In un paesaggio segnato dall’egemonia dell’uomo della
moneta, il tratto più macroscopico non può che essere il riconoscimento della
‘natura asociale’ dell’uomo come dato ‘originario’. E la conseguenza diventa
fatalmente l’accettazione della solitudine come condizione ineluttabile: «Nell’età
della moneta l’uomo si riconosce primariamente nella condizione originaria di
animale asociale. È una condizione antichissima, tornata sulla scena con le sue
conseguenze. La prima conseguenza è la concezione del mondo della moneta spazza
via i tanti conflitti tra gli uomini nelle tante loro società, e porta non alla
pace kantiana ma ad accettare come ineluttabile l’essere solo dell’individuo.

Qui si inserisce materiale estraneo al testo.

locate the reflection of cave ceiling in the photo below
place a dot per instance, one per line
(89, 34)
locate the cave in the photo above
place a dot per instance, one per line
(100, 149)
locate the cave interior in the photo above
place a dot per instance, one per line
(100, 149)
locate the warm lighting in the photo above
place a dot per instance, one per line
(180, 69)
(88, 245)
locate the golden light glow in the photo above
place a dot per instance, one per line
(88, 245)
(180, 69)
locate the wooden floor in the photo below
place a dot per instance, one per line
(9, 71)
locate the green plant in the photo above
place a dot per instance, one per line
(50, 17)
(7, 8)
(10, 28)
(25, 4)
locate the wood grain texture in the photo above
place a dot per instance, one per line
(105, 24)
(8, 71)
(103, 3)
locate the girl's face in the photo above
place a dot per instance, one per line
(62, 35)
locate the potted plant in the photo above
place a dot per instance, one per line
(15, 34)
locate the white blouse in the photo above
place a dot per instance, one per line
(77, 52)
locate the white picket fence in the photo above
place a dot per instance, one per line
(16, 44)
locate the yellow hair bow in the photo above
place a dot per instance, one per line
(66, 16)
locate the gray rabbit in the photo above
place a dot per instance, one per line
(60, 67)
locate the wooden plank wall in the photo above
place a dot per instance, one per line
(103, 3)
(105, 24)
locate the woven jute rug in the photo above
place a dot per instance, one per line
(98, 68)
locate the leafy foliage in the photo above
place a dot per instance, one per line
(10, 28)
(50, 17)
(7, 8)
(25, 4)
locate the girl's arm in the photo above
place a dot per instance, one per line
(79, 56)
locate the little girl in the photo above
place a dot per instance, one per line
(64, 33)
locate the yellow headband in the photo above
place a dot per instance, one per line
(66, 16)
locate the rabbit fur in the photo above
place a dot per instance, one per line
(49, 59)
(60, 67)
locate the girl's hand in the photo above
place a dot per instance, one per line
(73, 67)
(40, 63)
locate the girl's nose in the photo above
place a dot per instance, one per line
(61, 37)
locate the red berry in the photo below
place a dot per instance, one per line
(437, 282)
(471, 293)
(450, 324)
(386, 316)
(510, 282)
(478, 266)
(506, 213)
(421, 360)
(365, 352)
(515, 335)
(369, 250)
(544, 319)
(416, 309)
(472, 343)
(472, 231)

Dalla sua solitudine ciascuno ricava il proprio stare al mondo, da debole o da
forte, e nel XXI secolo ciò è sempre più visibile e sempre più accettato. Non è
subìto, è accettato» (p. 176). Le domande che per molti versi orientano l’intera
indagine compiuta da di Leo non possono però non coinvolgere il ruolo degli
«uomini del libro», di quei «filosofi-re» che hanno rinunciato al ruolo
politico che per buona parte dell’Ottocento e del Novecento erano stati in
grado di interpretare, e dalla cui capacità di articolare una critica all’altezza
del tempo dell’algoritmo dipende probabilmente anche il futuro della politica nel
XXI secolo: «accecati dalle antiche, classiche certezze dei filosofi-re, non
sono stati capaci di vedere e di capire il percorso che portava all’età della
moneta? Oppure non sono stati essi capaci di sbarrarlo? Forse a impedirlo è stata
la loro fede nell’illuminismo, una fede che ha fatto leggere il Capitale di Marx come il manuale per l’edificazione
della società perfetta mentre era l’analisi del capitalismo. E la prova del
fraintendimento è venuta quando i pianificatori sovietici hanno preso a modello
gli schemi di riproduzione del secondo libro del Capitale per la loro economica senza capitalisti, creando un
capitalismo anomalo ma pur sempre un capitalismo, come si è visto dopo la fine
dell’Urss» (pp. 171-172). E se la risposta a queste domande ha certo una notevole
importanza per comprendere il nostro passato, oltre che per ricostruire le
sequenze che conducono al nostro presente, forse – come suggerisce Rita di Leo
nelle pagine conclusive – si tratta anche di una risposta che coinvolge il
nostro futuro. Perché, «nel secondo decennio del nuovo secolo, la risposta alla
domanda riguarda il futuro degli uomini dei libri: torneranno per sempre nella
caverna, o cominceranno a pensare contro gli algoritmi?».